- Date: 12–18 February 2024
- Edition: 11th
- Category: ITF Women's World Tennis Tour
- Prize money: $60,000
- Surface: Carpet / Indoor
- Location: Altenkirchen, Germany

Champions

Singles
- Julia Avdeeva

Doubles
- Maja Chwalińska / Jesika Malečková
| AK Ladies Open |

= 2024 Burg-Wächter Ladies Open =

Tennis tournament

The 2024 Burg-Wächter Ladies Open (branded as the Burg-Wächter Ladies Open by Rewe Petz for sponsorship reasons) is a professional tennis tournament played on indoor carpet courts. It was the eleventh edition of the tournament which was part of the 2024 ITF Women's World Tennis Tour. It took place in Altenkirchen, Germany between 12 and 18 February 2024.
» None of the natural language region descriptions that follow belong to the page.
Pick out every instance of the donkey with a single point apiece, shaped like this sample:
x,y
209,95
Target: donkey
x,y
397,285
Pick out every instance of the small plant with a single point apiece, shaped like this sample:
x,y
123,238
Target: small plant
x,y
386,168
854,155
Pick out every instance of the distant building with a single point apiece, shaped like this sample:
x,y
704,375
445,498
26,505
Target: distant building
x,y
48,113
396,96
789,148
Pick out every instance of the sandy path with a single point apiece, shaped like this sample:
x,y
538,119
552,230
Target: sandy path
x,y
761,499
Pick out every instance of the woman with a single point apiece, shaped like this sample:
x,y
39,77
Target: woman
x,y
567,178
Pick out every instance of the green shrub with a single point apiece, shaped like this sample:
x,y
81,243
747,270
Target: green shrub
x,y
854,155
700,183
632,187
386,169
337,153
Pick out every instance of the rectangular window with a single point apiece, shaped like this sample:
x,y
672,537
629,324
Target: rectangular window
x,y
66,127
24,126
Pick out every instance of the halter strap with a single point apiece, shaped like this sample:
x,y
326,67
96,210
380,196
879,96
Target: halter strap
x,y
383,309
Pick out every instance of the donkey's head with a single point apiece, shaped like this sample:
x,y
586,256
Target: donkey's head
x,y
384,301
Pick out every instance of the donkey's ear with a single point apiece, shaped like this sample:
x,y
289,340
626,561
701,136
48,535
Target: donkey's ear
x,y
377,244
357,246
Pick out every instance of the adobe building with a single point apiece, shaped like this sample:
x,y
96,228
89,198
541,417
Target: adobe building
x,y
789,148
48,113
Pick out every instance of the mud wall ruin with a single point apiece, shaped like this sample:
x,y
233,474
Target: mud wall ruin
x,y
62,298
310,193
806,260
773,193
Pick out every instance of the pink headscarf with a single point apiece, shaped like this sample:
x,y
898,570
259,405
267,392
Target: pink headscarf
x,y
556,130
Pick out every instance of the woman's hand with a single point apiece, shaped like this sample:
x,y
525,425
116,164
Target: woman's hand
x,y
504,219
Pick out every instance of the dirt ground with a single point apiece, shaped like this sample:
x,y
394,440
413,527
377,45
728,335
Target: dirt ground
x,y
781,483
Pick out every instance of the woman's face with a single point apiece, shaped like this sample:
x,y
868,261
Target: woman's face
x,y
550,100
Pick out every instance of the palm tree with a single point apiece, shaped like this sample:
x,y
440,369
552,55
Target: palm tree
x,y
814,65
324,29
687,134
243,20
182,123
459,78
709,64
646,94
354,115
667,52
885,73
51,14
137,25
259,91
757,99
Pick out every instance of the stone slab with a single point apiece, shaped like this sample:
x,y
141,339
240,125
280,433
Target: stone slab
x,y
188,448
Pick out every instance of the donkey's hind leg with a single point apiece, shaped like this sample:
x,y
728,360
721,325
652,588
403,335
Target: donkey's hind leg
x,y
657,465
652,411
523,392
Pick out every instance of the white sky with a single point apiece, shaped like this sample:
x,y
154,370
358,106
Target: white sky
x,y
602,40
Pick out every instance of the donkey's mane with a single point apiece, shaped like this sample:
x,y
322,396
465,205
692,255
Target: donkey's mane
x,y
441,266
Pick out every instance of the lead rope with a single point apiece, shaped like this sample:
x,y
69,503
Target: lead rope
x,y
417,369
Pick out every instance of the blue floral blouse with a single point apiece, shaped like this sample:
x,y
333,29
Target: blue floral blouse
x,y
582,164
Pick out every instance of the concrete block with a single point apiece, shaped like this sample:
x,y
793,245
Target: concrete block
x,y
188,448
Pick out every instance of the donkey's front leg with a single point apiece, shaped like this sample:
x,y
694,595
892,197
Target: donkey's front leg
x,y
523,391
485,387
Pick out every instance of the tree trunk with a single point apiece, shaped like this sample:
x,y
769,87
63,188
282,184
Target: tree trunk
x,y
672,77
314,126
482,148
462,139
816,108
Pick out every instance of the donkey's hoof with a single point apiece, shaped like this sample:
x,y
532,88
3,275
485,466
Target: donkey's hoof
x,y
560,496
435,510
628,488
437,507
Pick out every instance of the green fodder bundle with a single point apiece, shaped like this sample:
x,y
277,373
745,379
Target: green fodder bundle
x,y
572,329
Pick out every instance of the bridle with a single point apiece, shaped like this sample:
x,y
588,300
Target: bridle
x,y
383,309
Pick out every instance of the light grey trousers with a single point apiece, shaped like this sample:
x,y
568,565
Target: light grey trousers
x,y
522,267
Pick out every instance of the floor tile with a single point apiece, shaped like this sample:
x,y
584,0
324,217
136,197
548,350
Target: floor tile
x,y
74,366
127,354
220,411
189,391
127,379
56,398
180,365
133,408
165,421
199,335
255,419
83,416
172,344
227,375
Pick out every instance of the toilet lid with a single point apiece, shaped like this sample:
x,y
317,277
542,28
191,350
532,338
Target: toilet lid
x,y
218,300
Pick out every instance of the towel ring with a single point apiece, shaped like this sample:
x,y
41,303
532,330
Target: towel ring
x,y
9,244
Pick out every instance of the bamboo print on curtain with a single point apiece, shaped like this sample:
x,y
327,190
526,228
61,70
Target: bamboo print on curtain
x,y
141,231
==Singles main-draw entrants==

===Seeds===

| Country | Player | Rank^{1} | Seed |
|---|---|---|---|
| FRA | Océane Dodin | 72 | 1 |
| DEN | Clara Tauson | 80 | 2 |
| ESP | Marina Bassols Ribera | 105 | 3 |
| UKR | Daria Snigur | 135 | 4 |
| GER | Ella Seidel | 157 | 5 |
|  | Polina Kudermetova | 162 | 6 |
| SUI | Céline Naef | 176 | 7 |
| AUT | Sinja Kraus | 188 | 8 |

- ^{1} Rankings are as of 5 February 2024.

===Other entrants===
The following players received wildcards into the singles main draw:
- GER Carolina Kuhl
- GER Nastasja Schunk
- GER Julia Stusek
- BEL Alison Van Uytvanck

The following player received entry using a special ranking:
- POL Maja Chwalińska

The following player received entry using a special exempt:
- BEL Magali Kempen

The following players received entry from the qualifying draw:
- GBR Emily Appleton
- GER Kathleen Kanev
- POL Martyna Kubka
- CRO Iva Primorac
- POL Urszula Radwańska
- USA Anna Rogers
- GER Stephanie Wagner
- USA Vivian Wolff

The following player received entry as a lucky loser:
- SUI Susan Bandecchi
- GER Angelina Wirges

==Champions==

===Singles===

- Julia Avdeeva def. BEL Alison Van Uytvanck 6–4, 6–4.

===Doubles===

- POL Maja Chwalińska / CZE Jesika Malečková def. GER Julia Lohoff / SUI Conny Perrin 6–4, 7–5.